A query letter, that one-page miracle, often seems pitiful in the hands of the new writer. Writers must wow the agent with the story line, the actual writing in the query, and the writer’s credentials. Wait. How will an agent know if the writer can write a good novel?
I remember chafing against that edict to “Query Only,” so in the late nineties, when Todd Pierce’s advice came along, I jumped at the chance to be daring. What seems like eons ago, Pierce, a professor at a Florida University, ran a web page for those trying to land an agent. He not only touted inventing a writing contest and awarding yourself the prize (not recommended), he also dared his readers to break the “query only” rule.
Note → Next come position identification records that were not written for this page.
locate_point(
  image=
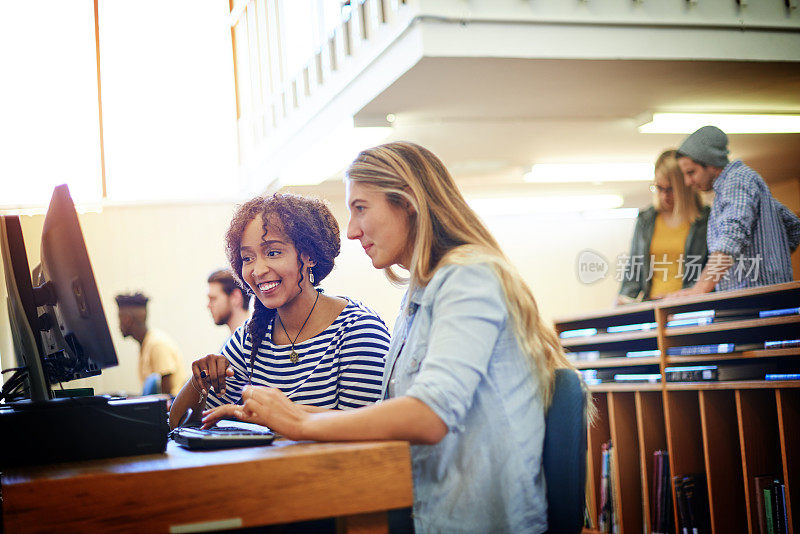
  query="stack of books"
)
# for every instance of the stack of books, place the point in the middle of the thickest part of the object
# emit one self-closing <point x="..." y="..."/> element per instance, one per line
<point x="771" y="505"/>
<point x="661" y="495"/>
<point x="690" y="493"/>
<point x="721" y="372"/>
<point x="607" y="518"/>
<point x="704" y="317"/>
Writing Tip for Today: For those new to this game, “query only” refers to the request many literary agents make in the marketing books or on their sites. I was taught that “query only” means just that. No sliding in the first three chapters or that 20 page synopsis. So when Pierce suggested authors add the first page of the manuscript to those grouchy “query only” requests, I wondered if it would work. What are some possible pros and cons of this action?
As writers, I wonder if we really appreciate how hard lit agents work. Everyday, they must wade through reams of awful stuff, from autobiographical tomes handwritten on lilac stationery, to all-caps missives that read like manifestos. If you choose to send agents anything besides what they request, your query could end up like this:
The very tired agent, seeing the attachment to your e-query, 86s the whole thing without opening it. Never send attachments to a prospective agent unless specifically asked to do so.
The agent, just off August vacation, says, “What the heck?” and does a speed read of both the query and the opening page. Then 86s it.
Agent, getting hungry, decides to print and schlep your query to lunch. Spills ketchup on the manuscript page, blotting out opening line. Writer holds breath, in case agent is quick with the napkins.
Agent, up after midnight reading the day’s crop of new queries, tries to stay awake long enough to get to the first line of your novel. Puts your query in the “maybe” file and falls asleep sitting up.
Agent, moved by your reasonably good query, makes a note to request a partial. The first page of prose doesn’t exactly knock off the socks, but it intrigues. A partial can be the first 50 pp, the next 50 pp and so on, until agent either decides it’s worth a shot or else drops the manuscript on the tarmac, scattering literary genius to the four winds and the flock of Canada geese who live next to the runway.
Agent, riveted by your stunning query, is elated to find the first page of your work included in the body of your email. Can’t wait to call you and request the full.
The point is that sure, most writers talk about people who broke the rules and got away with it. But remember, these are rare cases. My advice? Stick to what an agent requests.
Try This! Make two lists of agents from info you glean from a marketing book or the Internet. Find at least 25 active agents who say they are interested in your type of book, and put the ones from large or prestigious agencies on the “A” list and the new, maybe hungry, agents on the “B” list. Make a plan to mail out at least 5 queries in September.